Disability legal documents can be terminated in any of the number of following ways: (1) tearing up and destroying the document or (2) executing new disability legal documents that are signed and executed on a date more recent than the previous disability legal documents. A later in time executed disability legal document will revoke the previously signed and executed document. 

However, in order to avoid confusion, you should destroy the previous document, as well as, execute and sign new disability legal documents after certain life changes and/or changes in the law. 

Although, you may be asking yourself, what changes in my life may warrant the changing of my disability legal documents. Well, life certainly does get in the way for us most of the time, and putting your estate legal plan in place is usually the last on the list for many families and individuals. However, there is one common example of the tragedy of the failure to update your disability legal documents. 

John and Jane had been married for a number of years. Now, John and Jane, just like many families, had their estate legal plan put in place in order to make things simple for their family. John and Jane had all the necessary documents including a revocable living trust, last will and testaments, power of attorneys, living wills, and health care power of attorneys. However, two years after putting all of this in place, John passed away. Now, because John and Jane had a revocable living trust, and all the assets were properly titled in the name of their trust, everything was simple for their family, and probate was avoided. 

After John’s death, Jane never went through the process to have her estate legal plan updated, and about two years ago, Jane suffered a heart attack and was unconscious and incapacitated in the hospital. However, Jane’s Health Care Power of Attorney and Durable Power of Attorney listed John as her attorney-in-fact and listed no back-ups. Although, Jane survived the heart attack, Jane was never the same and was confined to a wheel chair requiring 24-hour nursing home care. 
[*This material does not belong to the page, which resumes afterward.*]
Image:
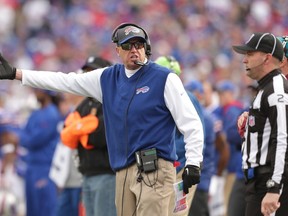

As a result, Jane’s family members had to go to court and initiate a guardianship proceeding in order to have a guardian appointed to make all these financial and healthcare decisions for Jane in the future. This was not too complex as all parties were in agreement that Katie, Jane’s oldest daughter, should be the guardian. However, it did take five weeks before Jane got the orders appointing her as guardian over her mother and authorizing her to make all the important financial and healthcare decisions that needed to be made. Now, had Jane updated her disability legal documents, or even named a back-up individual other than her husband, all of these delays and stresses on Jane’s family never would have occurred.